# Vlad! I hardly knew you.



## fleetfish (Jun 29, 2010)

OMG I just found him dead ... don't know what or how or why :-(

I only had him for a month. Hardly enough to know him. He was a sweet little boy ... had the most beautiful colours too. His tail had darkened to royal blue and his body remained white. 

Rest In Peace baby. You were loved. And you will be missed.


----------



## Sweeda88 (Dec 6, 2010)

I'm so sorry. He was gorgeous. =( RIP, Vlad.


----------



## Shimizoki (Jul 8, 2011)

I'm sorry fleet, sorry if this brings up some painful memories, but didn't you just have another one pass? If they are in the same tank it might be something to look into. However I could be thinking of one of the older threads.

On a more empathetic note:
He really was a beautiful CT, may he rest in piece. I hope your heart heals quickly.


----------



## xswornxoffxjello (Mar 18, 2010)

I'm really sorry fleetfish.


----------



## fightergirl2710 (Jun 9, 2011)

Vlad was beautiful Fleetfish, I'm sorry you lost him so early, I'm sure he'll be missing you wherever he is. Rest in Peace Vlad.


----------



## fishman12 (Sep 1, 2010)

RIP Vlad... Sorry for your loss.


----------



## fleetfish (Jun 29, 2010)

Shimizoki said:


> I'm sorry fleet, sorry if this brings up some painful memories, but didn't you just have another one pass? If they are in the same tank it might be something to look into. However I could be thinking of one of the older threads.
> 
> On a more empathetic note:
> He really was a beautiful CT, may he rest in piece. I hope your heart heals quickly.


It's okay Shim. No, he had a 2.5 to himself but I've had a rough time with my old sorority females, two of which have died within the last few weeks. 

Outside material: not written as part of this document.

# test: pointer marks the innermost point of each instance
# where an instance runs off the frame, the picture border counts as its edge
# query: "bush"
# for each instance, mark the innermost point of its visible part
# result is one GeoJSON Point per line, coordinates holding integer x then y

Thank you everyone for your kind words


----------



## kathstew (Feb 23, 2011)

I'm sorry fleetfish.


----------



## TheBlueBettaFish (Jun 30, 2011)

I'm sorry for your loss. :'(

Whats a fleet fish?


----------



## dramaqueen (Jul 7, 2008)

I'm so sorry about Vlad. He was gorgeous.


----------



## nunuchan (Nov 6, 2010)

What a beautiful crowntail! Rest in peace, Vlad. My heart goes out to you.


----------